Dubbing Studio | ElevenLabs Documentation

Create a Dubbing Studio project

Check the ‘Create Dubbing Studio’ box when creating a dub.

Click on Create Dub. Once the Dubbing Studio project is created, you will be able to open it.

Core Concepts

Speaker Cards

Speaker cards show the original transcription and translation (if you add one) of dialogue from the source video. You can click ‘Transcribe Audio’ to retranscribe the original speech, or click the arrow to re-translate an existing transcription.

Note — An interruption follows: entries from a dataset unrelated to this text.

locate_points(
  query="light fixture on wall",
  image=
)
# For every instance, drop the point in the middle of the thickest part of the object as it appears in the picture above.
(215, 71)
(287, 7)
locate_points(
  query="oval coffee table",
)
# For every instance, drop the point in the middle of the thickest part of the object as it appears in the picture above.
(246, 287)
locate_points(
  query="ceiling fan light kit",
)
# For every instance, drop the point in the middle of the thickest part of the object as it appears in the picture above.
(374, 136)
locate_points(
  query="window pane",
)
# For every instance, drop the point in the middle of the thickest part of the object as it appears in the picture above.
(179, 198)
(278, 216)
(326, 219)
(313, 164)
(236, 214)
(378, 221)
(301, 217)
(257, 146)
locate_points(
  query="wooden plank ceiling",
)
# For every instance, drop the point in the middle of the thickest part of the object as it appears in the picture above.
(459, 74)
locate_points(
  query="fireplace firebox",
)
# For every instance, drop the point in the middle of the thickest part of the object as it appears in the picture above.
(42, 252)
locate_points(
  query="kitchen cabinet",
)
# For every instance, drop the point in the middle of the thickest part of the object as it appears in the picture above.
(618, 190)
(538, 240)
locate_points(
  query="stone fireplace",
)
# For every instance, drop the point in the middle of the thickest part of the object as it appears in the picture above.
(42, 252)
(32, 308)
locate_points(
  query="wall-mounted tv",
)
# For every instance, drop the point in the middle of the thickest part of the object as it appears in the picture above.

Edit Transcripts and Translations

Both transcriptions and translations can be edited freely - just click inside a speaker card and start typing to edit the text.

Speaker Identification

You can see the name of each speaker in the top left of the speaker card. To change the name of a speaker or reassign a clip to a different speaker, you’ll need to use the Timeline.

Timeline

The timeline contains many important elements of Dubbing Studio, covered in more detail in different sections below:

There are 3 main ways to navigate the timeline:

Click and drag the cursor
Horizontally scroll
Input a specific timecode on the right side of the timeline

Adjust clips and regenerate audio

Drag the handles on the left or right side of a clip to adjust its length.
Click the refresh icon to regenerate the audio for that clip.

Dynamic vs. Fixed Generations

NOTE: By default, all regenerations in Dubbing Studio are Fixed Generations, which means that the system will keep the duration of the clip fixed regardless of how much text it contains. This can lead to speech speeding up or slowing down significantly if you adjust the length of a clip without changing the text, or if you add/remove a large number of words to a clip.

Consider a clip with the phrase ‘I’m doing well.’ If that clip were set to last 10 seconds and the audio were generated using Fixed Generations, the speech would sound slow and drawn out.

Alternatively, you can use Dynamic Generations by right clicking a segment and selecting it from the options. This will attempt to adjust the length of the clip to the length of the text and make the audio sound more natural.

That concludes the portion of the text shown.